Au contact de Faure, on s’initie à l’art dans ce qu’il a de plus fondamental ; dans sa vision des choses, reprendre le cours d’une histoire provenant des tréfonds des âges est une manière de nous faire adhérer à l’idée qu’il y a une continuité naturelle entre l’utile de la technique et la fonction esthétique de l’art. Sans cette présupposition, on risque la fausse route.
L’art est d’abord un outil d’utilité immédiate, comme les premiers balbutiements du verbe : désigner les objets qui l’entourent, les imiter ou les modifier pour s’en servir, l’homme ne va pas au-delà. L’art ne peut être encore un instrument de généralisation philosophique qu’il ne saurait pas utiliser, mais il forge cet instrument, puisqu’il dégage de son milieu quelques lois rudimentaires qu’il applique à son profit.
Elie Faure, Histoire de l’art, t.1
Avant l’histoire, I (Folio Essais, p.40, 41, imprimé en 1988)

J’aime me rappeler ces mots qu’il se plaisait à répéter et dont la paternité revient à Auguste Renoir:
Ne me demandez pas si la peinture doit être objective ou subjective.
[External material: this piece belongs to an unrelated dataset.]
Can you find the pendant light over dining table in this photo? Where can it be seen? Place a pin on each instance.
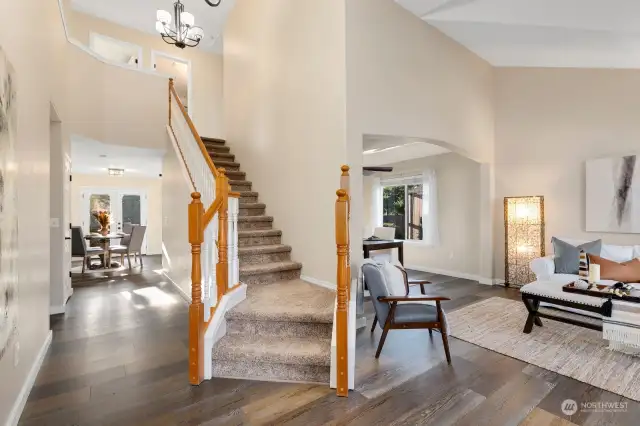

Je vous avouerai que je m’en fous.
Concernant les rapports entre Élie Faure et Auguste Renoir, je trouve dans la préface de Martine Chatelain-Courtois les mots dans lesquels on saisit la figure maîtresse de Faure, maître avant tout, personnage charismatique :
Le passeport de Faure Élie-Paul-Jacques, qui donne des conférences sur l’art dans le monde entier en 1931–1932, indique : « Profession : Médecin ». Et Renoir, qui appréciait d’autant plus la modestie du grand écrivain qu’il se voulait lui-même un simple « ouvrier de la peinture », partageait avec son « cher docteur » un silence complice en évitant les discussions d’esthétique, et en lui parlant avec humour de ses hémorroïdes — quitte à dire le bien qu’il pensait de son œuvre quand Élie Faure n’était plus là.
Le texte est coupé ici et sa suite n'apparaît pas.